Converting incoming CDX files to Parquet

Quick look at file sizes:


In [2]:
!ls -lh eot2012_surt_index.cdx*


-rw-rw-r-- 1 ubuntu ubuntu 9.5G May 18 17:56 eot2012_surt_index.cdx.gz
-rw-rw-r-- 1 ubuntu ubuntu   60 May 18 17:50 eot2012_surt_index.cdx.gz.md5

Note: Spark can typically load *.gz files just fine, but that support comes from Hive integration, which seems to be missing here.

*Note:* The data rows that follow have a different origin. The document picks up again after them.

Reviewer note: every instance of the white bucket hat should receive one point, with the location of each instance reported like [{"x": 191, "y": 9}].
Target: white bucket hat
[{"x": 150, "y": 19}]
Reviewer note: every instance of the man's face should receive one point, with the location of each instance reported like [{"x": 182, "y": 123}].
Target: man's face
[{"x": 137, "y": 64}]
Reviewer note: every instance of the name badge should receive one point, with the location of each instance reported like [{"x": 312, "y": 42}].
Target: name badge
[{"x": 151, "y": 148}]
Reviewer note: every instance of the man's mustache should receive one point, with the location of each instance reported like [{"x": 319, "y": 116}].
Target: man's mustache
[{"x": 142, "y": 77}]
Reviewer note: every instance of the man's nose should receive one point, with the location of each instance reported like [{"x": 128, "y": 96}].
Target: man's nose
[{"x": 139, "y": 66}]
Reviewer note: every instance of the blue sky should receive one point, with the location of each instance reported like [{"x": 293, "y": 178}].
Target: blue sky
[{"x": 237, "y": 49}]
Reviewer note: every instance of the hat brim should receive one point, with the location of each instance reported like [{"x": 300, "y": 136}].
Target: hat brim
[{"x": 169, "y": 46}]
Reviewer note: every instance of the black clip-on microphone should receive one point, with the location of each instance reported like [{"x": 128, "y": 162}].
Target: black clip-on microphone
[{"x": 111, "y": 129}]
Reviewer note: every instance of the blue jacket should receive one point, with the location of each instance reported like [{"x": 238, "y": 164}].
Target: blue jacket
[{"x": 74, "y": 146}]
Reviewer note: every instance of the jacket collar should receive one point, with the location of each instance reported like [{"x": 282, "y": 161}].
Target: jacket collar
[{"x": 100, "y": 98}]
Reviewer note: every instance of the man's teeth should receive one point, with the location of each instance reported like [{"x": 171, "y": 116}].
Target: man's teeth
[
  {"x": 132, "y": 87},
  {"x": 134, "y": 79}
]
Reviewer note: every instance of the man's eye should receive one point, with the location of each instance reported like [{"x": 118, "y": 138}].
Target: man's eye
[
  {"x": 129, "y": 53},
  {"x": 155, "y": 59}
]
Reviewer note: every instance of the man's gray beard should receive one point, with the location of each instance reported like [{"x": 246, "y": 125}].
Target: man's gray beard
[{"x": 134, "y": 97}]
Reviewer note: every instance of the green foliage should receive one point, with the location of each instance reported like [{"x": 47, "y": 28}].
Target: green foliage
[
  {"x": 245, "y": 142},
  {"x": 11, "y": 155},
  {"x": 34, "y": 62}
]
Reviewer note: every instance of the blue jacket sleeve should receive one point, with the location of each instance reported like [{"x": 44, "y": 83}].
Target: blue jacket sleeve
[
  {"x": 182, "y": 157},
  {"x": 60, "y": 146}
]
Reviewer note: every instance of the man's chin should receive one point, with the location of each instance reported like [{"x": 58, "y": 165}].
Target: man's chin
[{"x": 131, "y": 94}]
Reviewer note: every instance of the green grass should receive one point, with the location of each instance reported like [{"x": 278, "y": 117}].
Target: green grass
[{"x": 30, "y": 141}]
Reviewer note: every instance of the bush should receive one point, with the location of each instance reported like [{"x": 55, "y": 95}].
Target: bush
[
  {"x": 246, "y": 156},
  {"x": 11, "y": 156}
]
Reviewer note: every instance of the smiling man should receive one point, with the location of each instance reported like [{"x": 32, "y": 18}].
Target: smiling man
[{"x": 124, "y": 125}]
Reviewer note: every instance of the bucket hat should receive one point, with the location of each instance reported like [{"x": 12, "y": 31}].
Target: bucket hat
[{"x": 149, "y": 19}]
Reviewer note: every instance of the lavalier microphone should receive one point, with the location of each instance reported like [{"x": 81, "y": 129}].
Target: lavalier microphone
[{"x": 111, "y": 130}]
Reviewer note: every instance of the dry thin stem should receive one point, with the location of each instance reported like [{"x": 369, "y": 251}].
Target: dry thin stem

So gunzip first.


In [6]:
!gunzip eot2012_surt_index.cdx.gz

Load in the unzipped file, filetering out any line that starts with a blank or has essentially no content.


In [1]:
eot2012 = sc.textFile("eot2012_surt_index.cdx") \
  .filter(lambda line: line[0] != ' ') \
  .filter(lambda line: len(line)>1) \
  .map(lambda line: line.split(" ")) \

Prep a dataframe from the RDD, naming columns appropriately.


In [4]:
df = sqlContext.createDataFrame(eot2012)

In [5]:
df = df.withColumnRenamed("_1", "surt_uri") \
    .withColumnRenamed("_2", "capture_time") \
    .withColumnRenamed("_3", "original_uri") \
    .withColumnRenamed("_4", "mime_type") \
    .withColumnRenamed("_5", "response_code") \
    .withColumnRenamed("_6", "hash_sha1") \
    .withColumnRenamed("_7", "redirect_url") \
    .withColumnRenamed("_8", "meta_tags") \
    .withColumnRenamed("_9", "length_compressed") \
    .withColumnRenamed("_10", "warc_offset") \
    .withColumnRenamed("_11", "warc_name") \

Write out as Parquet.


In [6]:
df.write.parquet("eot2012.parquet")

In [7]:
!du -hs eot2012.parquet


8.1G	eot2012.parquet

This final step took 15 minutes on an r3.4xlarge, using 3.9 hours of compute time.